The study employed a mix design with the task types as between-subjects factor and delay time as within-subjects factor. Behavioral results (the proportion of precommitment and the proportion of LL options) were analyzed using a two-way RM ANOVA: 4 (task types: intertemporal decision-making task, revocable intertemporal decision-making task, precommitment intertemporal decision-making task vs. revocable precommitment intertemporal decision-making task) × 3 (delay time: short, medium vs. long). A Greenhouse–Geisser correction was used when the sphericity assumption was violated. The univariate ANOVA and paired t-tests with Bonferroni’s corrections were used in subsequent analyses. Partial eta-squared (ηp2) was used to indicate small (0.01–0.059), medium (0.06–0.139), and large (>0.14) effect sizes (Cohen 1973). Statistical analyses were carried out using SPSS 19.0 with an alpha set at P < .05.

Results

The proportion of precommitment

The result of two-way ANOVA revealed that the main effect of task types was significant, F(1, 63) = 5.089, P = .03, ηp2 = 0.08, with a higher proportion of making precommitment for the revocable precommitment group (M = 0.55, s.d. = 0.36) than the precommitment group (M = 0.41, s.d. = 0.33). Also, there was a significant main effect of delay time, F(2, 126) = 107.47, P < .001, ηp2 = 0.63. The proportion of precommitment in short delay time was the highest (M = 0.70, s.d. = 0.31), followed by medium delay time (M = 0.49, s.d. = 0.32) and then long delay time (M = 0.26, s.d. = 0.24). The interaction between task types and delay time was significant, F(2, 126) = 3.56, P = .04, ηp2 = 0.053. Furthermore, simple effect analysis showed that the proportion of precommitment in the revocable precommitment group was higher than that of the precommitment group in short and medium delay time conditions, while there was no significant difference in long delay time condition.

The proportion of LL options

The result of two-way ANOVA revealed that the main effect of task types was significant, F(3, 130) = 2.78, P = .04, ηp2 = 0.06. The Bonferroni post hoc test showed that the proportion of LL options for the revocable precommitment group (M = 0.60, s.d. = 0.21) was higher than the other three groups (P < .05).

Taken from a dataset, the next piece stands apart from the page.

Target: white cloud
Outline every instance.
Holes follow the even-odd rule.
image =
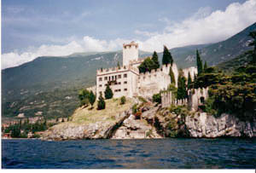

There were no significant differences among the precommitment intertemporal decision-making group (M = 0.50, s.d. = 0.31), intertemporal decision-making group (M = 0.48, s.d. = 0.29), and revocable intertemporal decision-making group (M = 0.48, s.d. = 0.33) (P > .05). There was a significant main effect of delay time, F(2, 260) = 305.378, P < .001, ηp2 = 0.701. The proportion of LL options in short delay time condition was the highest (M = 0.77, s.d. = 0.23), followed by medium delay time condition (M = 0.51, s.d. = 0.26) and long delay time condition (M = 0.27, s.d. = 0.24). The interaction between task types and delay time was not significant, F(6, 260) = 0.35, P = .909 (Fig. 7).

The descriptive statistic of task types and delay time for the proportion of LL options.
Figure 7.

The descriptive statistic of task types and delay time for the proportion of LL options.

The results of Experiment 2 showed that individuals are more likely to choose the delay option in the revocable precommitment intertemporal decision-making task than that in the precommitment task, intertemporal decision-making task, and revocable intertemporal decision-making task, which indicates that the revocable precommitment task setting is more conducive to reducing individuals’ decision-making impulsivity.

General discussion

Although previous research has revealed the effect of precommitment on intertemporal decision-making, there is an invalidated phenomenon of the role of precommitment played in the process of intertemporal decision-making. Based on this, this study provided the first evidence to explore the role of revocable precommitment in promoting effective commitment making and reducing decision-making impulsivity.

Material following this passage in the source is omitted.